Electronic – Anti aliasing filter + DC offset

active-filteradcfilter

I'm looking into sampling a signal into a micro-controller, the ADC will be sampling at ~38.5 Khz with 8 bit depth.
The dynamic range is given by 6.021*N + 1.763 dB, so in this case I'm getting ~49.92 dB which means I need to attenuate the signal about that much at the Nyquist freq. of 19.25 Khz.

After some experimenting with TI's filter lab I got the following implementation of a 4th order LPF:
enter image description here

I was wondering about the input impedance of the circuit so I quickly entered it into Multisim and got the following:

enter image description here

At 20 Hz the input Z is about 750 KOhm which is good enough for me, however as we move towards 1 KHz that figures goes down to about 16 KOhm. At 4 KHz (passband) the input Z is only 4 KOhm.

Questions are:

  1. How can I improve on that?

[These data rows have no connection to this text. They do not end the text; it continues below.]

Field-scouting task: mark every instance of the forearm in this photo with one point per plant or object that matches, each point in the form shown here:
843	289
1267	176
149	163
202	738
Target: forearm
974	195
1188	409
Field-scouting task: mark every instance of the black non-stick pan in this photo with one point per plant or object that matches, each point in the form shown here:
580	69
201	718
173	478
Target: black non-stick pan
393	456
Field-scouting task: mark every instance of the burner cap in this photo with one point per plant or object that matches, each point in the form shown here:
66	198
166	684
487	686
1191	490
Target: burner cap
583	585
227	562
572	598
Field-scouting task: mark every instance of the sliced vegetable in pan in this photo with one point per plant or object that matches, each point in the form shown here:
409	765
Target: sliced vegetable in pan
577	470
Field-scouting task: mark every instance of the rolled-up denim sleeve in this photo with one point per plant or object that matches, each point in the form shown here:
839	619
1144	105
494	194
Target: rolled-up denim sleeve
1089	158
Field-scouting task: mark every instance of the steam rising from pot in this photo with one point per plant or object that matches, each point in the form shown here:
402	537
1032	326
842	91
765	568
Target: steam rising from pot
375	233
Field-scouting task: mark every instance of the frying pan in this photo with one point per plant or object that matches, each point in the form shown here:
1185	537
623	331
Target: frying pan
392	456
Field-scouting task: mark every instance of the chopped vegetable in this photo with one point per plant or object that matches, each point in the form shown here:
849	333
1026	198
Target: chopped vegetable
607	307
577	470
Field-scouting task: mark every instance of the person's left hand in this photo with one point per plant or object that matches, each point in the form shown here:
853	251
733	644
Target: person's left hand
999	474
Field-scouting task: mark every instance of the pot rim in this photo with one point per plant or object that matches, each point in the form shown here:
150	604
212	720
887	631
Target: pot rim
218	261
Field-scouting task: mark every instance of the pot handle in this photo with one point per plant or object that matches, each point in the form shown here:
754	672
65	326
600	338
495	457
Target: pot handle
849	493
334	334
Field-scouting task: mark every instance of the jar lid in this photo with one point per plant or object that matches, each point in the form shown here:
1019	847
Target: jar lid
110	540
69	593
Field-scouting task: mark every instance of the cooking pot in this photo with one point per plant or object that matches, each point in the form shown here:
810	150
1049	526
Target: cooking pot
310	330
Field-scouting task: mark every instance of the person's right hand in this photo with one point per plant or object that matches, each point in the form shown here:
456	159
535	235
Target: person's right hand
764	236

Is there anything I could do without adding an additional op-amp buffer stage in front of the filter?
  2. Since the ADC is single supply I'll need to bias the signal to VCC/2. How can I do that without killing the filter response? Looks like adding a cap at the output and a voltage divider will have a very dramatic effect on the low freq. response.

A passive filter also possible (but low input Z):

schematic

simulate this circuit – Schematic created using CircuitLab

Best Answer

How can I improve on that? Is there anything I could do without adding an additional op-amp buffer stage in front of the filter?

Increasing input impedance can be done by scaling the first filter components (R1,R2,C1,C2). Scale resistors UP while scaling capacitors DOWN maintains the same cut-off frequency. Still, source impedance adds to R1...if your signal source impedance is known, and stable, make R1 smaller.
Example: scale filter by ten: R1=27.4K, R2=37.4K, C1=1nF, C2=1.2nF
If your source resistance is 1K, then make R1= 26.4K.

Since the ADC is single supply I'll need to bias the signal to VCC/2. How can I do that without killing the filter response? Looks like adding a cap at the output and a voltage divider will have a very dramatic effect on the low freq. response.

You can add a 2-resistor voltage divider to generate DC input. Since both op-amps have DC gain of 1, this voltage will appear at the filter output (plus-or-minus the small op-amp offset voltages). The 100k bias resistors shown will lower the source resistance (Rsource) only slightly. Incorporating filter scaling, and subtracting Rsource of 1K, and adding DC offset, your filter now looks like this:

schematic

simulate this circuit – Schematic created using CircuitLab Use op-amps that have low bias currents, so that those large-value bias resistors plus series-connected filter resistors won't cause DC offset errors. Also, be aware that filter scaling increases thermal noise voltage. If your filter is used with very small input signals, scaling those input resistors up will impact the noise floor. For an 8-bit A-to-D, this shouldn't be a problem.